Youth Groups May Get Bigger Fairgrounds Discount
The gnashing of teeth from kids clubs that use Spokane’s fairgrounds soon may be silenced.
For two years, nonprofit youth groups have warned that the county’s policy of charging them half-price for renting the fairgrounds might force them to eliminate shows or move into other counties. Now, county commissioners may cut the fee to 20 percent of what they charge everyone else.
“I’m really, really tickled with this proposal,” said Treva Norris, business manager of the annual Spokane Junior Livestock Show.
But other aspects of the rate structure proposed by the fairgrounds advisory committee don’t tickle those who testified at a commissioners’ hearing Tuesday night.
Commissioners said they’ll decide in two weeks whether to adopt the changes.
The advisory board suggested charging promoters a fee for parking, ranging from $18 a day for groups that rent the small goat barn to $519 if the massive exhibit hall is rented. It would be up to promoters to pass on that cost to the people who come to their shows.
Camping at the fairgrounds would cost $7 to $15 a night under the proposal, depending on whether the camper requires water and electricity. Currently, the county charges $10 a night, whether visitors shiver in pup tents or sleep in RVs equipped like homes.

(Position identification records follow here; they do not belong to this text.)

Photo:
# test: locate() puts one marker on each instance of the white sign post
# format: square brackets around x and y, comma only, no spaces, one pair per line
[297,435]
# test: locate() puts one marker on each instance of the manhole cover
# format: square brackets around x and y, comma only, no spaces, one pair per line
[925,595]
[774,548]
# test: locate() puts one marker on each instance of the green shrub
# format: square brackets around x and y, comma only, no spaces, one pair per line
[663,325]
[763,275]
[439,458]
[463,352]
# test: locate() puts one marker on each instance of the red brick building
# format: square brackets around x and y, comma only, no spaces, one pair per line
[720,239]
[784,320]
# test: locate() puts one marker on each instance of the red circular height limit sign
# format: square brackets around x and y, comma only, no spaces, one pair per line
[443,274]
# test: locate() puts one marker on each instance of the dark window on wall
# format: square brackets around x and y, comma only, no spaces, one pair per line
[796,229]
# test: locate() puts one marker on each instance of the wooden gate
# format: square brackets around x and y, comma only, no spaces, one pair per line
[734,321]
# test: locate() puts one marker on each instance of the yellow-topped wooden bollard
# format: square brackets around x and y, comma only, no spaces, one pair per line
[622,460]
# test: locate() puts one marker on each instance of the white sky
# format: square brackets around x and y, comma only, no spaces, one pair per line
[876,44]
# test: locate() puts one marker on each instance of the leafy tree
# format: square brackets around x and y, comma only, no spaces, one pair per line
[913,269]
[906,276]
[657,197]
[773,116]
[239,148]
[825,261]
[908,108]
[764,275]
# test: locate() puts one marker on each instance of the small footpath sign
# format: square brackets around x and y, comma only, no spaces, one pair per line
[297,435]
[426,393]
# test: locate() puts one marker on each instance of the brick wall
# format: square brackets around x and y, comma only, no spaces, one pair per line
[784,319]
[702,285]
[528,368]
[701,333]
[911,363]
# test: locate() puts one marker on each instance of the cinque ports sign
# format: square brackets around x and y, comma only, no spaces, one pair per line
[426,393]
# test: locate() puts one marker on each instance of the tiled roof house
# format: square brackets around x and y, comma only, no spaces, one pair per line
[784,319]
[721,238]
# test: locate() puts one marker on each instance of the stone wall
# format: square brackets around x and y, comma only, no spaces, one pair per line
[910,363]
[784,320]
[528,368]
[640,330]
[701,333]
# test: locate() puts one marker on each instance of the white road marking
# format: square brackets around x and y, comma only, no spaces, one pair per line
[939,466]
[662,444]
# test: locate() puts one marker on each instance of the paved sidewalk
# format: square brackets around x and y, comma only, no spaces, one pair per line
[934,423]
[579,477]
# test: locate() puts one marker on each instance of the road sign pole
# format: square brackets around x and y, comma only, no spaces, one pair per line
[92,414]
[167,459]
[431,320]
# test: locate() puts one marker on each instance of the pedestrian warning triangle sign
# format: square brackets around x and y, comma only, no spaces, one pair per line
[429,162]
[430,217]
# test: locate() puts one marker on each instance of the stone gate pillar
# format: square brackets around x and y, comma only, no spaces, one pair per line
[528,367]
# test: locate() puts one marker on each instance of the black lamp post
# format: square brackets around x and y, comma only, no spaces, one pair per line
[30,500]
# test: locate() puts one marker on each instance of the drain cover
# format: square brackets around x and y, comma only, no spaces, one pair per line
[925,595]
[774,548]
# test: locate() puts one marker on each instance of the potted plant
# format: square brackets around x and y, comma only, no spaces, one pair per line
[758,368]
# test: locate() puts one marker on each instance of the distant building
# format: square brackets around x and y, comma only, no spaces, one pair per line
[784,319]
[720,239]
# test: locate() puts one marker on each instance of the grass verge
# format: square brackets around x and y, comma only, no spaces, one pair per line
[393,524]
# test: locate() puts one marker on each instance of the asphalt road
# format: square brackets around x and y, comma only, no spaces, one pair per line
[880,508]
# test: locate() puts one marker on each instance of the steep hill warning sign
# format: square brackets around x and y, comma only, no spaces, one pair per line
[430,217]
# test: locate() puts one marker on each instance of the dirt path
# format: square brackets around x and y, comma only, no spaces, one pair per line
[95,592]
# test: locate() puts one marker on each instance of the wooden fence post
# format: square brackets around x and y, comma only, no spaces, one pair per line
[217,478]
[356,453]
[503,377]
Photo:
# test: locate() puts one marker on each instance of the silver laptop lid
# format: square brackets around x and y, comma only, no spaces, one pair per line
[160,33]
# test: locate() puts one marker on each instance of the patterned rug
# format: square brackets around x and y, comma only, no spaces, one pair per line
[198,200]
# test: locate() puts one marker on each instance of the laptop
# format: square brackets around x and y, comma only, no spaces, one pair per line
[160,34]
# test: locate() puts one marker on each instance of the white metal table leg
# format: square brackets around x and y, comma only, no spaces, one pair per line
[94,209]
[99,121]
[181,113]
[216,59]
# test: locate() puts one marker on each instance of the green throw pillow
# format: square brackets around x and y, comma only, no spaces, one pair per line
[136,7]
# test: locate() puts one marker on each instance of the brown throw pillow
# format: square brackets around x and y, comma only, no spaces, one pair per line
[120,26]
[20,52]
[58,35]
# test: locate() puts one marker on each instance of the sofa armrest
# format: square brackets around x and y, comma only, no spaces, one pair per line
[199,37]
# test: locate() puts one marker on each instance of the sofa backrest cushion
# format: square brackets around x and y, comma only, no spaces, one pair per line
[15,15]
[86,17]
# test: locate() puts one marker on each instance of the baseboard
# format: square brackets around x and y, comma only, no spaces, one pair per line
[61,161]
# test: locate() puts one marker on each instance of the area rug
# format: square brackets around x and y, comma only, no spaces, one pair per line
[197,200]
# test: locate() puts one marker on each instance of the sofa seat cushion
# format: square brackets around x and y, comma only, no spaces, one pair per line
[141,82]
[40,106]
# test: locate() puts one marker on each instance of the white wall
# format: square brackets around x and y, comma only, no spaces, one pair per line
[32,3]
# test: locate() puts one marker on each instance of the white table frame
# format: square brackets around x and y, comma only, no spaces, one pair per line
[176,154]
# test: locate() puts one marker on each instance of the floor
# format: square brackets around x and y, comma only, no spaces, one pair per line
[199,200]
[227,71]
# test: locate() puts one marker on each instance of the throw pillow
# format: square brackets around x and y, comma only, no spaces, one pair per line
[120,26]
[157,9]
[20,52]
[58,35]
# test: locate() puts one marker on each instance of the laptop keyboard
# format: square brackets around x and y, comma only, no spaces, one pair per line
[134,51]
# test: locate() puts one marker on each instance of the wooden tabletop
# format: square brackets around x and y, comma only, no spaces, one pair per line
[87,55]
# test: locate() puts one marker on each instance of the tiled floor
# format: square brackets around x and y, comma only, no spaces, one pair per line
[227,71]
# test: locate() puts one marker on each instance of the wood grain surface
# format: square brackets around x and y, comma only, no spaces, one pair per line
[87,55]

The parking fee would have raised $100,000 for parking lot pavement and maintenance had it been in place last year. About $2,200 of that money would have come from the Game Fish Show, said show director Russ Oberlander.
“That’d be more than one-third of a fishing dock at Bear Lake or at Fish Lake,” said Oberlander, listing projects the Spokane Walleye Club has funded with money made at the annual fishing show.
Promoters couldn’t possibly charge customers a parking fee, said Richard True, organizer of the annual Inland Empire Toy Extravaganza, which is at the fairgrounds.
“I don’t care how much paint they put up, the glory of the … fairgrounds is the free parking,” True told commissioners.
Nonprofit youth groups would get a 25 percent break on the camping fee and an 80 percent break on parking, under the proposal.
That’s still too much, said Jim Wentland, a volunteer at the Junior Livestock Show. He warned that the 700 or more farm families who attend the show - some from as far away as Montana - will balk at the fees.
For 60 years, the county charged nothing - or just enough to cover some expenses - when shows at the fairgrounds benefited children. Organizers of the Junior Livestock Show - which lasts four days and uses eight buildings - paid just $2,500 to $3,000 to cover janitorial costs.
Commissioners in 1996 decided the county no longer should offer use of the fairgrounds - or any county facilities - for less than it costs the county for set-up, clean-up and utilities. Doing otherwise violated state constitutional prohibitions against “gifting” public property, commissioners said.
The fee was set at half the full rate, upping the livestock show’s bill to about $18,000 a year. Other groups, such as 4-H and horse clubs, also saw their rates climb astronomically and threatened to find new venues for their competitions.
The proposed rate change reflects the county’s actual cost of setting up the shows, paying utilities and cleaning up afterward, fairgrounds manager Dolly Hughes said. Groups can cut the cost still more by doing some of the work themselves.
Norris said she wasn’t yet sure how much the Junior Livestock Show will save under the new rate structure.
The show is partly funded through the pari-mutuel tax collected on bets placed on horse races. But the show’s share of that tax has slumped about $6,000 in recent years, Norris said.